I was then thrown into a full fledged “NRI Nostalgia Flashback”. All of a sudden I was back at Aayushee’s place with all the girls. I was late due to the mad last minute rush to buy bhang goli and thandai so I had missed actual “playing holi” part. Nevertheless, Rhea and I had run onto the balcony and doused ourselves in colours, clicked a bunch of selfies and walked back into Aayushee’s hot boxed bedroom. I have a distant memory of us playing charades and someone having to enact the name of what was clearly a B Grade domestic porno. I cannot believe I have made space in my brain to remember the name but those of you who feel like your sensitivities will be offended, ignore the next sentence where the name of the movie is revealed.
The movie was called “Chameli Ke Chut Mein Chipkali Ka Lund”.
Yes, it is the kind of name that makes you want to take a long shower. But yes, Sadhika had to act that out and I feel a little part of her died that night. It was naturally time to forget what had happened so we decided to make bhang. Who knew how to make bhang? None of us. Did we have enough milk for 15 people? No. Did we make it right? No. Did we drink “Bhang shots”? Yes. Did we get high? We already were. We were joined by Siddanth and some other guys I can’t remember and there was biryani. I really cannot remember what happened the rest of the night but I do remember Siddanth and I being the last ones awake, listening to music and having a chat about God and an alternate realm, as you do of course. I slept on an armchair that night.

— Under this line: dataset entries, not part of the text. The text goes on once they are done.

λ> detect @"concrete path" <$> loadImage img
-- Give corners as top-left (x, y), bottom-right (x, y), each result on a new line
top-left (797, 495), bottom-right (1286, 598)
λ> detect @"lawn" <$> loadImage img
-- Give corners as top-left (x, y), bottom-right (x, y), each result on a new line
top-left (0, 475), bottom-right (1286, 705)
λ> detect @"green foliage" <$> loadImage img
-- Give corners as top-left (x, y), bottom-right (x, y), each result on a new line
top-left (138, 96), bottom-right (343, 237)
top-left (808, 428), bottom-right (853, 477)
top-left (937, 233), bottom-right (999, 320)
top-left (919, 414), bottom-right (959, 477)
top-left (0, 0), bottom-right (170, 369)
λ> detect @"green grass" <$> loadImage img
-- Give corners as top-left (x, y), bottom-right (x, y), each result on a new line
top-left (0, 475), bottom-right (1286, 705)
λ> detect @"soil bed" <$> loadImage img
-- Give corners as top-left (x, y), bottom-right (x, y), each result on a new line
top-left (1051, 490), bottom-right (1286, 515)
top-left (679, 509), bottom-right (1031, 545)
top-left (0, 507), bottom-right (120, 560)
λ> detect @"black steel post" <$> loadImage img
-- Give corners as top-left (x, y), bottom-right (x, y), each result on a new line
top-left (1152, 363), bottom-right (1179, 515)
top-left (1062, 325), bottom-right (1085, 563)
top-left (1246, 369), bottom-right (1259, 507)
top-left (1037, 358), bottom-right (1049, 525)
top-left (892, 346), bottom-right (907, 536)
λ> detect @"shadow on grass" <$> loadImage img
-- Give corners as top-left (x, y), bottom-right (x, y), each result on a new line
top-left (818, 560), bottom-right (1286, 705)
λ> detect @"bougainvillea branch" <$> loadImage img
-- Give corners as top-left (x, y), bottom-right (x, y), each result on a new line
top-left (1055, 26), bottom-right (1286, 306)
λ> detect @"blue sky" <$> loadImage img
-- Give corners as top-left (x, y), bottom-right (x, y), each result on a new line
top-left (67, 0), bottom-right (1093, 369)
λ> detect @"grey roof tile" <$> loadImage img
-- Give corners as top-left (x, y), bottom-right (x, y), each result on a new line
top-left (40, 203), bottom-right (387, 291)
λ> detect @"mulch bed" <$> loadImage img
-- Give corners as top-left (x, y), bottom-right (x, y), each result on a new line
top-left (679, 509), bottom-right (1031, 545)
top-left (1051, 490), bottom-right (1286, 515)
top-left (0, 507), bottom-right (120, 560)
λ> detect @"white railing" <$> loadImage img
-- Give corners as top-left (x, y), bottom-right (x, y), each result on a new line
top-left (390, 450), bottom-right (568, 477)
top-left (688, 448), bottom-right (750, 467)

Was it the best Holi ever? Probably not. But I’d take it over waking up in a silent house, on a pull out couch, wishing I was back home in the city I loved. I regretted every Holi day I’d spent in bed, wishing the noise outside would cease. Checking in with my friends back home only made me feel worse. Not because they were out there, unrecognisable and dirty, but because they weren’t. My friends had chosen to stay indoors and not revel in what I missed so badly. So this week I only have one message. I know there is a tendency to take Indian festivals for granted seeing as Hindus have a kajillion gods, all of them having accomplished more than an overachieving Yale graduate, thereby warranting celebrations. But don’t. Chances are one day you won’t get to experience it and you will regret the times you stayed home. If the “annoying aunties, uncles, and children in your colony” are playing loud music and not acting their age, join them. If your friends are choosing to spend the day in refusing to head out and celebrate, make them. It may not be the best time ever, but it will certainly be better than any celebration your NRI counterparts are having.